The role for which Shaffer is thus far most well-known is that of Brick Heck, a character in the American television sitcom The Middle. The role was played by Shaffer during the show's entire nine-season run, from 2009 to 2018. Brick is the youngest of the three Heck siblings, and is highly intelligent and smarter than most people his age. He loves to read and has an ongoing fascination with fonts. Brick is socially awkward, and repeatedly overlooked by the members of his family, such as forgotten birthdays. The series and its cast were nominated dozens of times for awards, and won over a dozen collectively.

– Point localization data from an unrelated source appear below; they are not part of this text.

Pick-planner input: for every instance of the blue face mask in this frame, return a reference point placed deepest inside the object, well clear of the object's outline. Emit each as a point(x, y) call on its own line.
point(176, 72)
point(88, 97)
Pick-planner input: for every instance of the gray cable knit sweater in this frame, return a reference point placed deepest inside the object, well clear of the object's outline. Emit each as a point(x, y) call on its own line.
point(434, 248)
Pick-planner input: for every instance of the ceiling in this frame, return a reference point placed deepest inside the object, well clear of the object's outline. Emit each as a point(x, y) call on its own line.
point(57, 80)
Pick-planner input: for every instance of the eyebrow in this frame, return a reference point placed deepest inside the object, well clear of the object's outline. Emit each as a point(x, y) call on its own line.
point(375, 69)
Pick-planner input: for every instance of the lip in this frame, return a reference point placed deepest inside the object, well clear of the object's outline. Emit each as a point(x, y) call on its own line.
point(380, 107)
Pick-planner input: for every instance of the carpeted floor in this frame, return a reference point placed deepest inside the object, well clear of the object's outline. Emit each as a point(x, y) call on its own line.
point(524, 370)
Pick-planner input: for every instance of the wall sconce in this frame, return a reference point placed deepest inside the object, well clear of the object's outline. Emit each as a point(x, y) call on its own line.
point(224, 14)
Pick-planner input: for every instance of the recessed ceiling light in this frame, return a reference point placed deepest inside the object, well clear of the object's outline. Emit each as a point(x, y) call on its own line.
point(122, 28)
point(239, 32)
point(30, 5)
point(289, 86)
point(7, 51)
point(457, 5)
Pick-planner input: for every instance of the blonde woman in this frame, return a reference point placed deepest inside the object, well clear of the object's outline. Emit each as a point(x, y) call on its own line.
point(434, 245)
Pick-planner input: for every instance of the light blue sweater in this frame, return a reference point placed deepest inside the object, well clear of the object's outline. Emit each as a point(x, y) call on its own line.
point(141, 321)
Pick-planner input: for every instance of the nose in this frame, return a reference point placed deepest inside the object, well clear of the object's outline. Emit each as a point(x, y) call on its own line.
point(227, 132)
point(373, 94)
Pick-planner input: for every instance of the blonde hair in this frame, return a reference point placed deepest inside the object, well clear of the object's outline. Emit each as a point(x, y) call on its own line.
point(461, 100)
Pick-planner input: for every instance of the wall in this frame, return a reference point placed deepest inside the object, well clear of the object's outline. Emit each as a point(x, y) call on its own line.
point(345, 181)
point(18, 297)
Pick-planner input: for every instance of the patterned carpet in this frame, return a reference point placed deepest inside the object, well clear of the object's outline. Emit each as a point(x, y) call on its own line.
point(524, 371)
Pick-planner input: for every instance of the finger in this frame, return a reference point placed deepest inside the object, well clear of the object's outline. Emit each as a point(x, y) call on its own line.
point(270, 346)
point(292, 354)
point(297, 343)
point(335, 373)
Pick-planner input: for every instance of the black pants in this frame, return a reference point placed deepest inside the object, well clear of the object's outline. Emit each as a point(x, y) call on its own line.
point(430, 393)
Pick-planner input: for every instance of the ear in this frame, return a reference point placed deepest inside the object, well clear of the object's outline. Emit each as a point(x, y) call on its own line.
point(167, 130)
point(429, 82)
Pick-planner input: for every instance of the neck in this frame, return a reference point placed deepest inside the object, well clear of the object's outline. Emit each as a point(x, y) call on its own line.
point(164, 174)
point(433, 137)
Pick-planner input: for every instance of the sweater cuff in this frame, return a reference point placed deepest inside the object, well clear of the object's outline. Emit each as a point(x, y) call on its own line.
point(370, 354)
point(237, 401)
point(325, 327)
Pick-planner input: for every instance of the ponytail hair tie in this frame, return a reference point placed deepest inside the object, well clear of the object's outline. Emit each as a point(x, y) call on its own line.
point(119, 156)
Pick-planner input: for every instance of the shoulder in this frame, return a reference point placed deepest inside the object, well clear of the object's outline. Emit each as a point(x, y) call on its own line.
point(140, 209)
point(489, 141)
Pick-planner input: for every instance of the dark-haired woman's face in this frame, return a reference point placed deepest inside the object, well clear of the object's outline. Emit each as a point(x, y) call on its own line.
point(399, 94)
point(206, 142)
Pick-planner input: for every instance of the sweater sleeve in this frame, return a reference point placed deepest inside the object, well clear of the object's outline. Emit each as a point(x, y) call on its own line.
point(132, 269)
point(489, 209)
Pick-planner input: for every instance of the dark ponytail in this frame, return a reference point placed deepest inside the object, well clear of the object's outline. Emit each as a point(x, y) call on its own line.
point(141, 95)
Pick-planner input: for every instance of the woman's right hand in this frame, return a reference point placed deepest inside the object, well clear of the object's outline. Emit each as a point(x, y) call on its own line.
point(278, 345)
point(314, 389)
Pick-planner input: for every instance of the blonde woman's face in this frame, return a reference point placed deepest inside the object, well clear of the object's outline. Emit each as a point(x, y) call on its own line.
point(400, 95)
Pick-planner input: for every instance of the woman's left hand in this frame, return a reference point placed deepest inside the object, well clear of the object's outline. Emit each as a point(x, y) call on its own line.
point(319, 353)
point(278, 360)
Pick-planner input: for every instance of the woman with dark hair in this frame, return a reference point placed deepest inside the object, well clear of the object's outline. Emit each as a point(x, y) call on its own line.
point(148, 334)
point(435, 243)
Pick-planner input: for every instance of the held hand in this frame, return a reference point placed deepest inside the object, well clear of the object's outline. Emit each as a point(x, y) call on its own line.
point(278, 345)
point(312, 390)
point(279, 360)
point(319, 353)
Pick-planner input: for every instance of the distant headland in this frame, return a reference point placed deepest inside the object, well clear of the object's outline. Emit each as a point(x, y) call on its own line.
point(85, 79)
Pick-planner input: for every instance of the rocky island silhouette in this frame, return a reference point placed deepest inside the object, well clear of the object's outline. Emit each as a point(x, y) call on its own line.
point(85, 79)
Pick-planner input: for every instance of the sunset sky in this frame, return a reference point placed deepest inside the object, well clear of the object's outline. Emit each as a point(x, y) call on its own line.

In a Wired magazine interview published in January 2013, Shaffer said his role as Brick was very similar to his own life, as he is also a "big reader" and "nerd[s] out over the weirdest stuff". In May 2011, a TV Guide article had reported the closeness as well. Brick's characterization, including his idiosyncratic palilalian repetition of words and phrases at the end of sentences, is actually based on The Middle co-creator Eileen Heisler's son, Justin.

Personal life 
Named after Atticus Finch, the lawyer in To Kill a Mockingbird, Shaffer was born in Santa Clarita, California, to Ron and Debbie Shaffer. He lives in Acton, California.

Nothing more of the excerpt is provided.